Concert de couacs en perspective ?

Dès le mois de juillet, une directive européenne impose aux constructeurs automobiles de doter toutes les nouvelles voitures électriques et hybrides d’un dispositif sonore afin de renforcer la sécurité des usagers de la route. Selon une étude menée par l’agence américaine chargée de la sécurité routière (National Highway Traffic Safety Administration, NHTSA), les véhicules électriques sont en effet plus souvent impliqués dans les accidents avec piétons et cyclistes que les voitures à essence.
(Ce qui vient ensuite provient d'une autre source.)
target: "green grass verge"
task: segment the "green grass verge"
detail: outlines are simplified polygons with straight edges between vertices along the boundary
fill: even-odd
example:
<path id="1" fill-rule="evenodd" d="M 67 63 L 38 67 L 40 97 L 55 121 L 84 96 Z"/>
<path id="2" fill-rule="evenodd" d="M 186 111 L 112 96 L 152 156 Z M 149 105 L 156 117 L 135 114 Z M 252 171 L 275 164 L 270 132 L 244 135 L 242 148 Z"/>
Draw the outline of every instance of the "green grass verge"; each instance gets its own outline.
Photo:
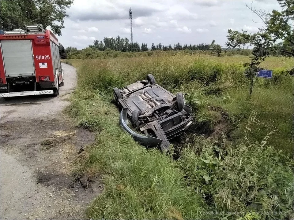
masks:
<path id="1" fill-rule="evenodd" d="M 287 118 L 290 111 L 281 99 L 273 105 L 270 97 L 261 100 L 258 93 L 248 99 L 242 69 L 239 64 L 192 57 L 85 61 L 79 69 L 78 88 L 67 110 L 79 126 L 96 132 L 96 143 L 78 161 L 74 175 L 93 179 L 101 176 L 105 183 L 103 192 L 91 204 L 87 217 L 289 218 L 294 199 L 294 166 L 288 156 L 277 149 L 283 148 L 273 144 L 276 140 L 281 145 L 291 140 L 288 118 L 274 123 L 273 127 L 264 126 L 268 130 L 261 126 L 266 120 L 274 122 L 284 110 L 286 113 L 282 115 Z M 112 89 L 145 78 L 148 73 L 171 91 L 188 93 L 198 123 L 210 123 L 213 129 L 221 121 L 220 117 L 226 115 L 236 126 L 237 138 L 231 142 L 225 134 L 216 141 L 192 135 L 176 161 L 172 151 L 165 154 L 146 150 L 135 142 L 119 127 L 119 112 L 111 102 Z M 288 88 L 285 83 L 275 87 L 261 81 L 255 82 L 256 92 L 267 88 L 276 93 L 279 86 Z M 281 95 L 288 97 L 289 91 L 284 91 Z M 265 109 L 270 116 L 264 119 L 259 110 Z M 267 136 L 277 125 L 281 133 Z M 261 127 L 264 134 L 258 130 Z M 254 136 L 254 129 L 258 130 L 257 137 Z M 279 137 L 281 134 L 284 137 Z M 281 211 L 287 214 L 281 215 Z M 218 214 L 214 215 L 213 211 Z M 229 213 L 234 212 L 239 213 Z"/>

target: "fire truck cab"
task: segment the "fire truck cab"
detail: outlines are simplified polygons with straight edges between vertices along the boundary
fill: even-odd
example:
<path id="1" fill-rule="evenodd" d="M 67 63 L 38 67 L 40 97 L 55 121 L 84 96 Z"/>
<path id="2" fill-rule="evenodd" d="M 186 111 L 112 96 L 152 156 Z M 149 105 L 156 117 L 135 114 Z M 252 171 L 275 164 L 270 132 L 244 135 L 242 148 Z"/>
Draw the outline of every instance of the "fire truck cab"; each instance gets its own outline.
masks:
<path id="1" fill-rule="evenodd" d="M 0 98 L 52 94 L 63 85 L 58 40 L 41 24 L 0 31 Z"/>

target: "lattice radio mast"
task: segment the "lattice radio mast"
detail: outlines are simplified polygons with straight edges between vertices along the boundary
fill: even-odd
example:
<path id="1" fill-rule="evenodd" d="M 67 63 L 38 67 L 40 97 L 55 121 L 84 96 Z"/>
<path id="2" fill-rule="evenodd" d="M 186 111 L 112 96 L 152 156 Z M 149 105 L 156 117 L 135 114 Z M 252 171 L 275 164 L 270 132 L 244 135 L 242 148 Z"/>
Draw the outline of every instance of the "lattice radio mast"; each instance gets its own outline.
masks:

Le dispositif dénommé Approaching Vehicle Audible System (AVAS) doit ainsi rendre perceptible l’arrivée d’une voiture à vitesse réduite (moins de 20 km/h), mais aussi sa présence à l’arrêt, de même que l’accélération et la marche arrière. Autant de difficultés que doivent surmonter les compositeurs engagés par les firmes automobiles pour forger l’identité sonore de leur flotte électrique. L’hebdomadaire économique Wirtschaftswoche s’accorde une visite dans le studio d’enregistrement installé au sein de l’usine BMW de Munich, pour interroger le musicien et acousticien italien Renzo Vitale chargé d’en définir le design sonore. Conscient de l’influence décisive de toute forme de son sur la vie de chacun, il fonde son travail sur le principe de l’harmonie, espérant que les sonorités qu’il est en train de créer seront source d’inspiration et non de gêne. Cette mission est-elle cependant réalisable ? Selon les psychologues spécialisés dans l’impact du bruit et des signaux acoustiques, il n’existe ni norme d’agrément ni seuil de tolérance, car la perception relève à la fois du goût et de l’état psychique de l’individu. Autre écueil : les sound designers ayant travaillé chacun dans leur coin, c’est peut-être une véritable cacophonie qui nous attend bientôt au coin de la rue.